Research topic: Big Data Analytics in the Data Lake
Research interests: Passionate about data science and everything related! Currently researching the integration of multiple analytical techniques within the big data platforms.
Data is becoming highly abundant in large volumes, different varieties, and is flowing to the enterprise at high velocities which leads to the phenomenon of "Big Data" (BD). This includes new data structures created and loaded to the Business Intelligence (BI) platforms near-real-time and in big amounts. Repositories to capture, store and process such data are called Data Lakes (DL). DL is the new generation of data repositories complementing the Data Warehouse (DW) for BI and data analytics purposes, however, different from a DW, the DL stores data in its original raw format and structures, commonly involving semi-structured formats (like XML, JSON or CSV files) and unstructured files (free-text documents, e mails, etc.).
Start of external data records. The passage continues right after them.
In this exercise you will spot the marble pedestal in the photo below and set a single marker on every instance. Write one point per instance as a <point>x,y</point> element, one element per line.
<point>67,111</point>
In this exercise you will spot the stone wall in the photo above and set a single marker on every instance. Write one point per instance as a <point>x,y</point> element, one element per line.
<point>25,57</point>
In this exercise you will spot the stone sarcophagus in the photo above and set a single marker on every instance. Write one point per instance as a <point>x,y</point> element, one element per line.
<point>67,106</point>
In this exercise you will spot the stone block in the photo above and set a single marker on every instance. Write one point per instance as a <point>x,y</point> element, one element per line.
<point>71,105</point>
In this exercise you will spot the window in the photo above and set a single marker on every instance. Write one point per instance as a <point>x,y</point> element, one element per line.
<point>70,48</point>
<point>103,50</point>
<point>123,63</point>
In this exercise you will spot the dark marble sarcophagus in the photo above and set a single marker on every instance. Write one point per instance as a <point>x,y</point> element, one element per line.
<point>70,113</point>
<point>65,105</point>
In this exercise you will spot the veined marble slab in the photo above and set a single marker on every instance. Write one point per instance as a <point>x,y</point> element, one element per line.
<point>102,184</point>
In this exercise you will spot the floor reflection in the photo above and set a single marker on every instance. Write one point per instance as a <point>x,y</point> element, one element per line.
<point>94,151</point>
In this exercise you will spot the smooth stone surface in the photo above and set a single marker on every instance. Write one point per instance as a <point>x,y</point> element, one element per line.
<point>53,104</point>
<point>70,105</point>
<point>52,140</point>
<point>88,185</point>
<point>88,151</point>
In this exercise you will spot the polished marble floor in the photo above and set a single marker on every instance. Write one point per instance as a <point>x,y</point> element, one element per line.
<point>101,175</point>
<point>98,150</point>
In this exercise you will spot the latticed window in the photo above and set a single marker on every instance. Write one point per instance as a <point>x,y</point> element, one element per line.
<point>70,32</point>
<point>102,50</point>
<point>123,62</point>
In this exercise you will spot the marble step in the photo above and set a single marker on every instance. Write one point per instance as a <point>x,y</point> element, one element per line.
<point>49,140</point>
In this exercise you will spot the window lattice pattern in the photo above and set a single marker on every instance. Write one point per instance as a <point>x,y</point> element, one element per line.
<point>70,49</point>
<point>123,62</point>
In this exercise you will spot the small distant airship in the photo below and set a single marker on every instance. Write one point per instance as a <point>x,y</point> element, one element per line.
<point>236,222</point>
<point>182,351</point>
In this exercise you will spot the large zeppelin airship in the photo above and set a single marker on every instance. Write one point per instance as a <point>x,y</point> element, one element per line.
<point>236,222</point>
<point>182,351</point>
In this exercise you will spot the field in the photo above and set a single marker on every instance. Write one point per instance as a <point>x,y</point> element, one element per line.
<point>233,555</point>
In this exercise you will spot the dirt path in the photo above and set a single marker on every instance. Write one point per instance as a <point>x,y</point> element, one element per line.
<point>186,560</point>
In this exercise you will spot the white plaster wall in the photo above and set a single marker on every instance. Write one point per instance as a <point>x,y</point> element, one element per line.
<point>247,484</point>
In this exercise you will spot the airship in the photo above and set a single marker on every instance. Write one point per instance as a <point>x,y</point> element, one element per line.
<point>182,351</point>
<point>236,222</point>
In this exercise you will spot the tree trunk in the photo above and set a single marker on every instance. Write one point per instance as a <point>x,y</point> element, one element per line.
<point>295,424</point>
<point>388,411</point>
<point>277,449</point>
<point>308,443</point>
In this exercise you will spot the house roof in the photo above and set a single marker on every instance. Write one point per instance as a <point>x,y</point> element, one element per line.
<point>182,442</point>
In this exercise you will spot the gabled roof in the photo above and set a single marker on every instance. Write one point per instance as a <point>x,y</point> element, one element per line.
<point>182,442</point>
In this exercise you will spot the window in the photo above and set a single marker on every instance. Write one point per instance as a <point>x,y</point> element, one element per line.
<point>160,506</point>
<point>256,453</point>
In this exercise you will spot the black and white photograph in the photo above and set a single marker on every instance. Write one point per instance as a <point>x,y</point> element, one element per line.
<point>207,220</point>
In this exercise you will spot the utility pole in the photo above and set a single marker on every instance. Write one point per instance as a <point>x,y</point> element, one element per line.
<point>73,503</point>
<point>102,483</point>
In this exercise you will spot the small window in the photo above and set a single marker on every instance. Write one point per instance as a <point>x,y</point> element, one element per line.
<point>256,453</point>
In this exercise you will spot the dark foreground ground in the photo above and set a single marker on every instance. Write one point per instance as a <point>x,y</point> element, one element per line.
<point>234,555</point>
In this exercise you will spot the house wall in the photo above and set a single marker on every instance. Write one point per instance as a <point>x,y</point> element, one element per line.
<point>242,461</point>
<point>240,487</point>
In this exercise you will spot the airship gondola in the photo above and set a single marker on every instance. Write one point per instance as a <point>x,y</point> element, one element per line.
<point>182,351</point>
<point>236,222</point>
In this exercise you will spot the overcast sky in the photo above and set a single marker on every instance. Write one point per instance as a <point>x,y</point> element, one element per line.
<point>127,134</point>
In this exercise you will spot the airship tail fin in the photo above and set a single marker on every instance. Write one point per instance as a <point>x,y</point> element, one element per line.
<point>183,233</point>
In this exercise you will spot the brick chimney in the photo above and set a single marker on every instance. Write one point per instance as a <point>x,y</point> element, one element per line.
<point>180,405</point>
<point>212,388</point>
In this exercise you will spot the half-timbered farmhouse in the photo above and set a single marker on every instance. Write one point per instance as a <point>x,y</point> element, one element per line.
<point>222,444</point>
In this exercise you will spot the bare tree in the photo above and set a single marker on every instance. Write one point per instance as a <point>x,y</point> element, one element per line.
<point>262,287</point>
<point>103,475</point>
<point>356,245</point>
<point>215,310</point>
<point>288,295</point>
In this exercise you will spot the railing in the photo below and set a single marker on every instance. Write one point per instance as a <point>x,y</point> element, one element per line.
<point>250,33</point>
DL allows for more flexibility of storing more types of enterprise data with less schema restrictions. This allows for the concept of schema-on-read which includes "fusing" different data sources for analytical purposes on-the-fly during analysis requests. For our research focus, we handle the data management challenges inside the DL by using Data Mining (DM) techniques to effectively and efficiently extract hidden relationships between data sources composed of complex semi-structured files and unstructured texts.
About: Enjoy travelling, reading about nearlly anything and everything, and geeky talks!